発明の進歩性という特許要件についての再考

弁理士 佐成重範 Google検索 SANARI PATENT




ノーベル賞の山中伸弥教授が、金メダルを受け取って記者団に披露後、「これで、これももう、過去のものになりました。ふたたび、これを見ることはないでしょう」と語ったとのことで(朝日デジタル 2012-12-13:0-30)、間断なく進歩を追求する学究の真情に感動したが、一方、弁理士会のパテント誌今月号に、藤村元彦弁理士が「進歩を問わない「進歩性」が招いた混乱」と題し、「進歩性から斬新性へ」と副題して発表されたご意見は、特許紛争が益々グローバル化しつつある現在、業界の意見も結集して検討すべき極めて重要な課題を含んでいる。電子技術分野でサムスン・アップル間の特許紛争など、関連特許権の有効性がグローバルに争われているが、iPSについても今後、特許紛争提起の可能性は否定できない。

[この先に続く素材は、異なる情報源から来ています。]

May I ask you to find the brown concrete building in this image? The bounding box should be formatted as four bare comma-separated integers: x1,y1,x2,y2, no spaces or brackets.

藤村弁理士が「わが国特許法第29条2項の規定は、「社会の技術の進歩に役立つ進歩性を規定している」という特許庁説明を廃して、非容易想到な新しさ、例えば「斬新性」を規定していると説明することとし、特許要件と社会の技術の進歩との関連についての言及の削除を提案」されたことは、「これによって、内外国特許庁による拒絶理由通知に対して、わが国独特の「発明の効果」を不必要に主張して、結果的に権利行使の場面で不利になるような欠陥を含んだ内外国の特許を取得することを回避でき、大きく見ればわが国の国益に沿うものである」(同弁理士)との見地に立たれているが、「国際協調に沿うもの」としても、例えば、米国特許法の「発明の定義」「特許性ある発明」「特許要件」「新規性」「非自明性」および「米国特許庁特許審査要領」の定めと対比して考究すべき緊要課題であると、佐成重範弁理士は考える。